About Propellers Other Products Articles Bookshop Gallery Links Contact Supercool

Propeller Dynamics

Essential reading for model aircraft contest fliers. This is the only book on the market explaining propeller theory in non-mathematical terms. A rattling good read, I know, I wrote it.


Design of high-Mach propeller tips. The Profile Efficiency problem


Followers of this series of articles may have noticed my failure to address propeller efficiency in any detail. The fact is, that there is a great paucity of measured information on propeller efficiency. This applies to full-size as well as model propellers. I have never seen any data on efficiency from the model airplane propeller manufacturers. My article on the Travelling Dynamometer is a portent of what is to come on this site: that device at least permits the measurement of propeller efficiency over a limited range of airspeeds and RPM.

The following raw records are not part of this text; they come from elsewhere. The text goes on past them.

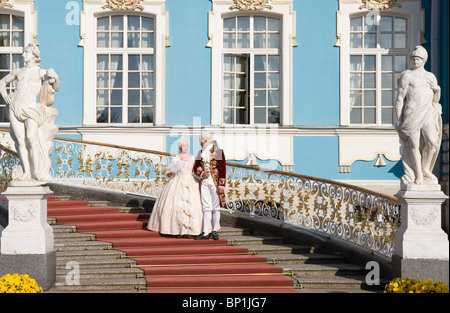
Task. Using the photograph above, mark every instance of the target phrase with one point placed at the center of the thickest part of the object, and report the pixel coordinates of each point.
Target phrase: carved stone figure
(250, 5)
(32, 123)
(419, 120)
(129, 5)
(383, 5)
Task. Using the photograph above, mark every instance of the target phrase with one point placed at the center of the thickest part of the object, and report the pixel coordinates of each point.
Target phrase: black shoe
(215, 235)
(202, 236)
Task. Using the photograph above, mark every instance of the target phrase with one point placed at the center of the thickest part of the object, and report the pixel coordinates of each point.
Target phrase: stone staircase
(101, 268)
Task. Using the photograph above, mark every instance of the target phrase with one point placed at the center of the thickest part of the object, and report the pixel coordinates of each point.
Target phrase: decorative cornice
(5, 4)
(250, 5)
(382, 5)
(124, 5)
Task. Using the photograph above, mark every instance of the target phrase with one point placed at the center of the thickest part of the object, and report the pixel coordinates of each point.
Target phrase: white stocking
(207, 222)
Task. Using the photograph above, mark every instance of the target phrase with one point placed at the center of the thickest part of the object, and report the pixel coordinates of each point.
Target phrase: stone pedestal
(421, 247)
(27, 243)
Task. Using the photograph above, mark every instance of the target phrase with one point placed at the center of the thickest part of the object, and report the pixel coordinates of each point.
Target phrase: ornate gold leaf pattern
(126, 5)
(382, 5)
(355, 215)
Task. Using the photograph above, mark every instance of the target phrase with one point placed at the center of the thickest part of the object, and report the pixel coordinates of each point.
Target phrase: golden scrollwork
(5, 4)
(250, 5)
(383, 5)
(126, 5)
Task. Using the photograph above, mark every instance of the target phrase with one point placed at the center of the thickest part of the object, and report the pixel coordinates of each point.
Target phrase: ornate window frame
(282, 9)
(98, 8)
(25, 9)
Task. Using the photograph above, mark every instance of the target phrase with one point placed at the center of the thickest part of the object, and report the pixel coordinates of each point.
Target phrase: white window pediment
(137, 100)
(18, 23)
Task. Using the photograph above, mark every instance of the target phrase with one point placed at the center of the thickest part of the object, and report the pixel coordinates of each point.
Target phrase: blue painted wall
(318, 157)
(58, 43)
(316, 64)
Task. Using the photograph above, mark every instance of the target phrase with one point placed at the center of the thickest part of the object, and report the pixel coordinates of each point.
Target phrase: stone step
(301, 258)
(239, 240)
(101, 272)
(77, 255)
(105, 284)
(63, 229)
(96, 263)
(278, 249)
(334, 282)
(315, 270)
(73, 236)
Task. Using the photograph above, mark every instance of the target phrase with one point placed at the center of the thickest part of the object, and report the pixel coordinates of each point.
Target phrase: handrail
(357, 215)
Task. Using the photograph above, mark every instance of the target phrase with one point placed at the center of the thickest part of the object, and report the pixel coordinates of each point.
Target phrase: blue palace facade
(302, 86)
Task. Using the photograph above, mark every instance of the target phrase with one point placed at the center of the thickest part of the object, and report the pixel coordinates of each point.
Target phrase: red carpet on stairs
(174, 265)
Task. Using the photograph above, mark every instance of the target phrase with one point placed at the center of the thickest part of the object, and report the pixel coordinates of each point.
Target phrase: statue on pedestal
(32, 123)
(419, 120)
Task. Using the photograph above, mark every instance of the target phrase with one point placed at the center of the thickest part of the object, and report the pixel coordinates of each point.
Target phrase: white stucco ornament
(32, 122)
(419, 120)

Part of the problem with measurements of propeller efficiency is that there is no single such thing. The performance of the propeller depends on the inflow field, which is set by the shape of the installation; it depends on the operating conditions of airspeed and RPM; and it depends on the firing cycle of the engine/motor. Any single set of conditions is generally not enough information.

For this reason, there is a strong temptation to calculate the efficiency from simple vortex theory. My experience is that this is a risky approach; one can easily be in error by a factor of 2! So where does one go from here? Well, there are 2 components to efficiency, the profile efficiency and the induced efficiency. Consider first "induced efficiency".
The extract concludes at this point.